Yields and logistics of production aside, kangaroo meat probably just isn’t suited to mainstream markets. It’s lean, which makes it easy to cook wrong, and it’s quite strongly flavoured (partly because, being lean, the muscle flavour dominates).

If you like venison, you’ll probably like kangaroo, but not everyone likes venison and those that do, don’t particularly require an alternative.

I’ve had kangaroo, and it’s not that great. It’s pretty dry. I much prefer our (American) domesticated meat animals.

Not necessarily on your first account, and deer farming is very extensive farming, very hands off, compared to commercial feedlot cattle operations. AFAIK, deer were not routinely fed other animal nervous system parts (back when that was legal, which has not been the case in almost two decades, and every few years they add more stringent clauses). CWD could have been found first in farmed deer instead of wild because, you know, they’re after all handled and looked more closely than wild deer.

Kangaroo meat is raised, somewhere, somehow, since it is the base for some specialty dog diets.
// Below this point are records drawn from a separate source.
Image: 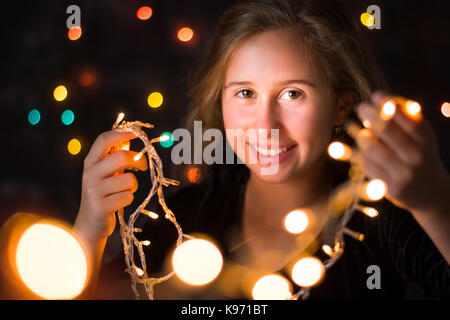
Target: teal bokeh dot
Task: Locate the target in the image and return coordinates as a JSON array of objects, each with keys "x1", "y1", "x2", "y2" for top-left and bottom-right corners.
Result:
[
  {"x1": 28, "y1": 109, "x2": 41, "y2": 126},
  {"x1": 159, "y1": 131, "x2": 174, "y2": 148},
  {"x1": 61, "y1": 109, "x2": 75, "y2": 126}
]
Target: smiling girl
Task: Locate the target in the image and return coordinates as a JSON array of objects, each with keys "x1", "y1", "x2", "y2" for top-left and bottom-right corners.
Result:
[{"x1": 74, "y1": 0, "x2": 450, "y2": 298}]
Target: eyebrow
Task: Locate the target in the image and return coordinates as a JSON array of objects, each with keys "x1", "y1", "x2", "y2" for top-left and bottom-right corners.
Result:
[{"x1": 224, "y1": 79, "x2": 317, "y2": 89}]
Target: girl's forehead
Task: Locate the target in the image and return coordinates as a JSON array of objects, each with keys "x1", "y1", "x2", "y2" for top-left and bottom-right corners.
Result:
[{"x1": 225, "y1": 29, "x2": 319, "y2": 82}]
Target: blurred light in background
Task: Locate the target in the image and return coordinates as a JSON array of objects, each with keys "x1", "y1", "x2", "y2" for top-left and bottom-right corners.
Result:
[
  {"x1": 292, "y1": 257, "x2": 325, "y2": 287},
  {"x1": 61, "y1": 109, "x2": 75, "y2": 126},
  {"x1": 284, "y1": 210, "x2": 308, "y2": 234},
  {"x1": 441, "y1": 102, "x2": 450, "y2": 118},
  {"x1": 177, "y1": 27, "x2": 194, "y2": 42},
  {"x1": 159, "y1": 131, "x2": 174, "y2": 148},
  {"x1": 361, "y1": 179, "x2": 387, "y2": 201},
  {"x1": 147, "y1": 92, "x2": 163, "y2": 108},
  {"x1": 360, "y1": 12, "x2": 375, "y2": 27},
  {"x1": 187, "y1": 167, "x2": 202, "y2": 183},
  {"x1": 136, "y1": 6, "x2": 153, "y2": 20},
  {"x1": 28, "y1": 109, "x2": 41, "y2": 126},
  {"x1": 67, "y1": 27, "x2": 82, "y2": 41},
  {"x1": 172, "y1": 239, "x2": 223, "y2": 286},
  {"x1": 53, "y1": 85, "x2": 67, "y2": 101},
  {"x1": 16, "y1": 223, "x2": 88, "y2": 299},
  {"x1": 252, "y1": 274, "x2": 292, "y2": 300},
  {"x1": 67, "y1": 139, "x2": 81, "y2": 155}
]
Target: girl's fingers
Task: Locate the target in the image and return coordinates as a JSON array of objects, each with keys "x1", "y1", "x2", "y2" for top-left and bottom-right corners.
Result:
[
  {"x1": 89, "y1": 150, "x2": 148, "y2": 179},
  {"x1": 84, "y1": 130, "x2": 136, "y2": 168},
  {"x1": 357, "y1": 103, "x2": 419, "y2": 163},
  {"x1": 103, "y1": 191, "x2": 134, "y2": 212},
  {"x1": 99, "y1": 172, "x2": 138, "y2": 197}
]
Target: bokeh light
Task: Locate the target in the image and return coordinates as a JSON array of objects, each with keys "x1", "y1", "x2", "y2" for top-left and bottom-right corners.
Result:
[
  {"x1": 61, "y1": 109, "x2": 75, "y2": 126},
  {"x1": 292, "y1": 257, "x2": 325, "y2": 287},
  {"x1": 136, "y1": 6, "x2": 153, "y2": 20},
  {"x1": 187, "y1": 167, "x2": 202, "y2": 183},
  {"x1": 441, "y1": 102, "x2": 450, "y2": 118},
  {"x1": 361, "y1": 12, "x2": 375, "y2": 27},
  {"x1": 53, "y1": 85, "x2": 67, "y2": 101},
  {"x1": 67, "y1": 26, "x2": 82, "y2": 41},
  {"x1": 147, "y1": 92, "x2": 163, "y2": 108},
  {"x1": 380, "y1": 101, "x2": 396, "y2": 120},
  {"x1": 363, "y1": 179, "x2": 387, "y2": 201},
  {"x1": 67, "y1": 139, "x2": 81, "y2": 155},
  {"x1": 159, "y1": 131, "x2": 174, "y2": 148},
  {"x1": 15, "y1": 223, "x2": 88, "y2": 299},
  {"x1": 328, "y1": 141, "x2": 352, "y2": 161},
  {"x1": 172, "y1": 239, "x2": 223, "y2": 286},
  {"x1": 28, "y1": 109, "x2": 41, "y2": 126},
  {"x1": 252, "y1": 274, "x2": 292, "y2": 300},
  {"x1": 284, "y1": 209, "x2": 308, "y2": 234},
  {"x1": 177, "y1": 27, "x2": 194, "y2": 42}
]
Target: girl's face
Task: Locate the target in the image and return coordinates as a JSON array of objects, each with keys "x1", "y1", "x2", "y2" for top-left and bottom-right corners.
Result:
[{"x1": 222, "y1": 29, "x2": 338, "y2": 182}]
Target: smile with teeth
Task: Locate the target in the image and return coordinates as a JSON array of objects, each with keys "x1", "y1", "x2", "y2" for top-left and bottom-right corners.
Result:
[{"x1": 250, "y1": 144, "x2": 296, "y2": 157}]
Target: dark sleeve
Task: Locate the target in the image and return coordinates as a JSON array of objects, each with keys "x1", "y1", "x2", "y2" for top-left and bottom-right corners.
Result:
[{"x1": 366, "y1": 200, "x2": 450, "y2": 299}]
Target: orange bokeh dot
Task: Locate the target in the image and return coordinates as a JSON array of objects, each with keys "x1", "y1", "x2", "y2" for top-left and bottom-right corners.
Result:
[
  {"x1": 187, "y1": 168, "x2": 201, "y2": 183},
  {"x1": 136, "y1": 6, "x2": 153, "y2": 20},
  {"x1": 78, "y1": 71, "x2": 94, "y2": 87},
  {"x1": 67, "y1": 27, "x2": 81, "y2": 41},
  {"x1": 177, "y1": 27, "x2": 194, "y2": 42}
]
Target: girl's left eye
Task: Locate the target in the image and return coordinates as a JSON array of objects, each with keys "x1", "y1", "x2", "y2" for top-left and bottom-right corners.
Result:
[{"x1": 281, "y1": 90, "x2": 303, "y2": 100}]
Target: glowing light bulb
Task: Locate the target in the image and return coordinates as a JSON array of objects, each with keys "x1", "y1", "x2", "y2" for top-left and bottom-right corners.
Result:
[
  {"x1": 177, "y1": 27, "x2": 194, "y2": 42},
  {"x1": 252, "y1": 274, "x2": 292, "y2": 300},
  {"x1": 380, "y1": 101, "x2": 396, "y2": 120},
  {"x1": 67, "y1": 139, "x2": 81, "y2": 155},
  {"x1": 292, "y1": 257, "x2": 325, "y2": 287},
  {"x1": 405, "y1": 100, "x2": 422, "y2": 119},
  {"x1": 15, "y1": 223, "x2": 88, "y2": 299},
  {"x1": 136, "y1": 6, "x2": 153, "y2": 20},
  {"x1": 67, "y1": 26, "x2": 82, "y2": 41},
  {"x1": 284, "y1": 210, "x2": 308, "y2": 234},
  {"x1": 53, "y1": 85, "x2": 67, "y2": 101},
  {"x1": 159, "y1": 131, "x2": 175, "y2": 148},
  {"x1": 360, "y1": 12, "x2": 375, "y2": 27},
  {"x1": 328, "y1": 141, "x2": 352, "y2": 161},
  {"x1": 147, "y1": 92, "x2": 163, "y2": 108},
  {"x1": 441, "y1": 102, "x2": 450, "y2": 118},
  {"x1": 172, "y1": 239, "x2": 223, "y2": 286},
  {"x1": 61, "y1": 109, "x2": 75, "y2": 126},
  {"x1": 28, "y1": 109, "x2": 41, "y2": 126},
  {"x1": 363, "y1": 179, "x2": 387, "y2": 201}
]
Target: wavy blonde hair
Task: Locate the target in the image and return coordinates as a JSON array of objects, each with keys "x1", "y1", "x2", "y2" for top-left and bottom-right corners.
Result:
[{"x1": 179, "y1": 0, "x2": 387, "y2": 178}]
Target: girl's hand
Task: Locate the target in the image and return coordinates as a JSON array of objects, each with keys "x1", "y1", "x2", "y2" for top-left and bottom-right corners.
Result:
[
  {"x1": 75, "y1": 130, "x2": 148, "y2": 240},
  {"x1": 356, "y1": 92, "x2": 450, "y2": 212}
]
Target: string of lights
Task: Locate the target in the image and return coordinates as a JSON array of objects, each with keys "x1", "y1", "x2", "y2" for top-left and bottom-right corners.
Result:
[{"x1": 109, "y1": 97, "x2": 421, "y2": 300}]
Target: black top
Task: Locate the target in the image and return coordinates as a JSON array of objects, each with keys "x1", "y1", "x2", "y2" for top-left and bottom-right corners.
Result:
[{"x1": 99, "y1": 160, "x2": 450, "y2": 299}]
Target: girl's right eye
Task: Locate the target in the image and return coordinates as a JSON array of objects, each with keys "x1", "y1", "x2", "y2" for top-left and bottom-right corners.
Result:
[{"x1": 236, "y1": 89, "x2": 253, "y2": 99}]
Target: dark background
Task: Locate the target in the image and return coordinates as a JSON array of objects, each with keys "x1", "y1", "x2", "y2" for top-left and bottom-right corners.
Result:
[{"x1": 0, "y1": 0, "x2": 450, "y2": 300}]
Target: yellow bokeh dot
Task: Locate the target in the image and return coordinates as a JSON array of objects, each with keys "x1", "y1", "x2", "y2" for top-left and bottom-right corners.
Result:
[
  {"x1": 147, "y1": 92, "x2": 163, "y2": 108},
  {"x1": 53, "y1": 85, "x2": 67, "y2": 101},
  {"x1": 67, "y1": 139, "x2": 81, "y2": 155},
  {"x1": 361, "y1": 12, "x2": 375, "y2": 27}
]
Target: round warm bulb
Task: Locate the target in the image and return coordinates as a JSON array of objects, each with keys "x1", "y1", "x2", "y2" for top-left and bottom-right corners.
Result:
[
  {"x1": 172, "y1": 239, "x2": 223, "y2": 286},
  {"x1": 252, "y1": 274, "x2": 292, "y2": 300},
  {"x1": 16, "y1": 223, "x2": 88, "y2": 299},
  {"x1": 328, "y1": 141, "x2": 351, "y2": 160},
  {"x1": 292, "y1": 257, "x2": 325, "y2": 287},
  {"x1": 284, "y1": 210, "x2": 308, "y2": 234},
  {"x1": 380, "y1": 101, "x2": 396, "y2": 120},
  {"x1": 365, "y1": 179, "x2": 386, "y2": 201}
]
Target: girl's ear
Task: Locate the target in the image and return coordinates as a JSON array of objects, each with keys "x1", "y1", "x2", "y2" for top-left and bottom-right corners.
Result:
[{"x1": 334, "y1": 91, "x2": 355, "y2": 126}]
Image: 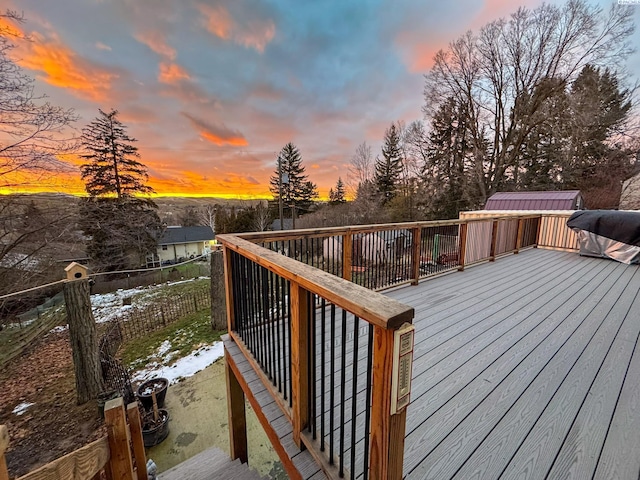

Also depending upon what species of kangaroo you’re planning to farm the fences required to keep them in their paddocks would need to be monstrous and the cost involved in that wouldn’t be insignificant. Reports vary, but anecdotally roo’s can clear 15’+ plus fences.

It was overcooked then. Properly cooked its great, but you pretty much need to like medium rare meat.

It probably wasn’t cooked properly by the sounds.

Roo meat is so low in fat, you really can’t cook it any more than Medium-Rare, or it does indeed come out very dry, tough and chewy. If cooked properly though, it is quite nice.